Q1: From the ideal set-up, it seems that there is an emphasis on “equality” – either everyone sits on chairs, or everyone is on the ground. If so, why was there an inequality in earlier times?

Q2: What caused the change during the first century? (see BT Megilla 21)

YE: Refer to the Yahrzeit shiur below.

Special Yahrzeit Shiur in memory of
Rabbi Joseph B. Soloveitchik, of blessed memory.

by Rabbi Yitzchak Etshalom

In MT, Hilkhot Talmud Torah 4:1, we are presented with the rule of not teaching a student whose behavior is inappropriate – and of not learning from a teacher whose behavior is unseemly. Each of these rulings seems to contradict Talmudic law: 1) (Berakhot 28a) We are taught that when R. Gamliel was ousted from the position of head of the *Sanhedrin* (Great Assembly), his successor, R. Elazar b.

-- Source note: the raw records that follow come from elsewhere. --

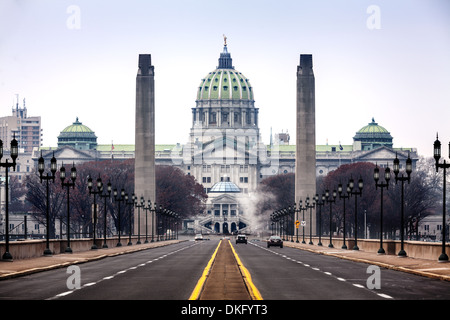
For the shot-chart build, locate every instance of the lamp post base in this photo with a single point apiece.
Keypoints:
(402, 254)
(443, 258)
(7, 256)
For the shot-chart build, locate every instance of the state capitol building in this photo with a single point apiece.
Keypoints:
(225, 152)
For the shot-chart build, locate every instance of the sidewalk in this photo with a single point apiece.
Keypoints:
(18, 268)
(427, 268)
(423, 267)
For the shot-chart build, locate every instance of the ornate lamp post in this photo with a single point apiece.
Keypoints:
(99, 191)
(376, 177)
(437, 156)
(68, 184)
(302, 209)
(41, 168)
(14, 154)
(129, 216)
(105, 196)
(320, 204)
(119, 200)
(139, 206)
(330, 201)
(342, 196)
(408, 170)
(310, 206)
(296, 211)
(351, 184)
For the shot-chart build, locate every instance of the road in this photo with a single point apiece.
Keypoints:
(171, 273)
(293, 274)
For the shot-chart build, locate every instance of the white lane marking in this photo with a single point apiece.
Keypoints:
(117, 273)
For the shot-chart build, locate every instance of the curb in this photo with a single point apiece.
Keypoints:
(380, 264)
(80, 261)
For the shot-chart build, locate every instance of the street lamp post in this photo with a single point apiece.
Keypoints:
(310, 206)
(376, 177)
(139, 206)
(408, 170)
(158, 213)
(14, 154)
(327, 194)
(437, 155)
(68, 184)
(105, 196)
(291, 213)
(119, 200)
(129, 216)
(99, 191)
(303, 209)
(320, 204)
(296, 212)
(41, 168)
(342, 196)
(351, 184)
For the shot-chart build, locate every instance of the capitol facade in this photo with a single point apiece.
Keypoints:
(225, 152)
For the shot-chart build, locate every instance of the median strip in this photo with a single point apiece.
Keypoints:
(225, 278)
(200, 283)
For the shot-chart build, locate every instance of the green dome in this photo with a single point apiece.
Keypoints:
(77, 127)
(373, 136)
(78, 136)
(225, 83)
(373, 128)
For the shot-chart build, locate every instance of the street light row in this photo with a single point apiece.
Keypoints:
(281, 216)
(166, 215)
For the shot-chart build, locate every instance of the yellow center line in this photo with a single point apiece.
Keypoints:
(254, 292)
(198, 288)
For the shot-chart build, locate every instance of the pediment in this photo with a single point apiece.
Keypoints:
(381, 153)
(224, 198)
(68, 153)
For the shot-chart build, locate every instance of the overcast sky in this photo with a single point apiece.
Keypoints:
(389, 60)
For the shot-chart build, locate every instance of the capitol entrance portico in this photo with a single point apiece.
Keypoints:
(224, 213)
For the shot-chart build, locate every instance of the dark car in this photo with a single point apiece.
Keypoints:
(275, 241)
(241, 239)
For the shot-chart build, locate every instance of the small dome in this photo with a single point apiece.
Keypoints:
(373, 128)
(78, 136)
(77, 127)
(373, 136)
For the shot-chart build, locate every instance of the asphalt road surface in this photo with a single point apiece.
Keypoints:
(171, 273)
(293, 274)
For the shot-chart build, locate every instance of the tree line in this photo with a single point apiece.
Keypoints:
(422, 197)
(175, 191)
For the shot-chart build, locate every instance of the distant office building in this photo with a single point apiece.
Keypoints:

Azariah, opened the doors of the *Beit Midrash* (House of Study) and “on that day they got rid of the door-guard and permission was given to the students to enter; since R. Gamliel used to say that any student whose inside (motivation, character) is not like his outside (the way he presents himself) may not enter the Beit Midrash. On that day, more benches were brought in…some say 400 benches were added, others say 700 benches were added. R. Gamliel became depressed, saying ‘have I kept [words of] Torah from Israel?’ In a dream, he was shown white barrels, filled with ash – but that was not accurate, they only showed him that to restore his spirits” (i.e. – the dream indicated that all of these new students amounted to nothing; the truth was that they were competent students) Here, it is clear that R. Gamliel’s position of moral scrutiny as a “tes t” before entering the Beit Midrash was rejected, both by the population and by heaven. Why does R seem to accept his position?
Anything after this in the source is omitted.